Advanced Filter Caching in Solr

10 02 2012

Note: my blog has moved here

Advanced Filter Caching is a relatively new feature in Solr, available in version 3.4 and above. It allows precise control over how Solr handles filter queries in order to maximize performance, including the ability to specify if a filter is cached, the order filters are evaluated, and post filtering.

Filter Queries in Solr

Adding a filter expressed as a query to a Solr request is a snap… simply add an additional fq parameter for each filter query.

http://localhost:8983/solr/select?
   q=cars
   &fq=color:red
   &fq=model:Corvette
   &fq=year:[2005 TO *]

By default, Solr resolves all of the filters *before* the main query. Each filter query is looked up individually in Solr’s filterCache (which is pretty advanced itself, supporting concurrent lookups, different eviction policies such as LRU or LFU, and auto-warming). Caching each filter query separately accelerates Solr’s query throughput by greatly improving cache hit rates since many types of filters tend to be reused across different requests.

To Cache or not to Cache

The new advanced filter control API adds the ability to *not* cache a filter. Some filters may see almost no reuse across different requests, and not attempting to cache them can lead to a smaller, more effective filterCache with a higher hit rate.

To tell Solr not to cache a filter, we use the same powerful local params DSL that adds metadata to query parameters and is used to specify different types of query syntaxes and query parsers.
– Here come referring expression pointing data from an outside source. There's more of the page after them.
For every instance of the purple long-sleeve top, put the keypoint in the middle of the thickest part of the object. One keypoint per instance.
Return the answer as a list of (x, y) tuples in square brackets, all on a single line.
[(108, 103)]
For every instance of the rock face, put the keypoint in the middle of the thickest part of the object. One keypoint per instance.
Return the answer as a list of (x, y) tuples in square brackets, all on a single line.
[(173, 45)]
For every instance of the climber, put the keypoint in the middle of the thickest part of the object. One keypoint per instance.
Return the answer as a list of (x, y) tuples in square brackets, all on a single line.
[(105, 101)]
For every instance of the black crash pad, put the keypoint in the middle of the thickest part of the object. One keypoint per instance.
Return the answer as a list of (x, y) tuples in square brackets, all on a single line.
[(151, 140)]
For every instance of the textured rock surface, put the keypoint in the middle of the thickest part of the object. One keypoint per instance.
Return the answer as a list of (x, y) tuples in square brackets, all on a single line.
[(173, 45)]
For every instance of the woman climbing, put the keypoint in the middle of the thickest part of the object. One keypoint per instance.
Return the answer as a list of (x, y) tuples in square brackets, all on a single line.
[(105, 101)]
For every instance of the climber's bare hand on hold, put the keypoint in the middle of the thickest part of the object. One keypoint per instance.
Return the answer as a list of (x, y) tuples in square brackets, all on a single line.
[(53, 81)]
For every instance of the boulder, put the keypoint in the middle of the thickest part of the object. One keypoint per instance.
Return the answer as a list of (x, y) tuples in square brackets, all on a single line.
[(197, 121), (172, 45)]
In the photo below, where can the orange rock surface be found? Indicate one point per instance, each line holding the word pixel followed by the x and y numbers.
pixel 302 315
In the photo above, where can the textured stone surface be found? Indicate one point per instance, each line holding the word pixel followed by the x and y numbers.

For a normal query that does not have any localParam metadata, simply prepend a local param of cache=false. For example:
&fq={!cache=false}year:[2005 TO *]

To add cache=false to a filter query that already had localParams, simply add it right in with the rest of the params. For example, if we want to use Solr’s native spatial abilities to restrict our matches to locations within 50 km of Stanford, our filter query would look like:
&fq={!geofilt sfield=location pt=37.42,-122.17 d=50}

It’s easy to modify this filter to tell Solr not to cache it by adding cache=false in with the rest of the local parameters:
&fq={!geofilt sfield=location pt=37.42,-122.17 d=50 cache=false}

Leapfrog anyone?

When a filter isn’t generated up front and cached, it’s executed in parallel with the main query. First, the filter is asked about the first document id that it matches. The query is then asked about the first document that is equal to or greater than that document. The filter is then asked about the first document that is equal to or greater than that. The filter and the query play this game of leapfrog until they land on the same document and it’s declared a match, after which the document is collected and scored.

How much is that filter?

Advanced filtering adds even more fine grained control by introducing the notion of cost. If there are multiple non-cached filters in a response, filters with a lower cost will be checked before those with a higher cost.

&fq={!cache=false cost=10}year:[2005 TO *]
&fq={!geofilt cache=false cost=20}
&pt=37.42,-122.17
&sfield=location
&d=50

In the example above, the filter based on year has a lower cost and will thus always be checked before the spatial filter.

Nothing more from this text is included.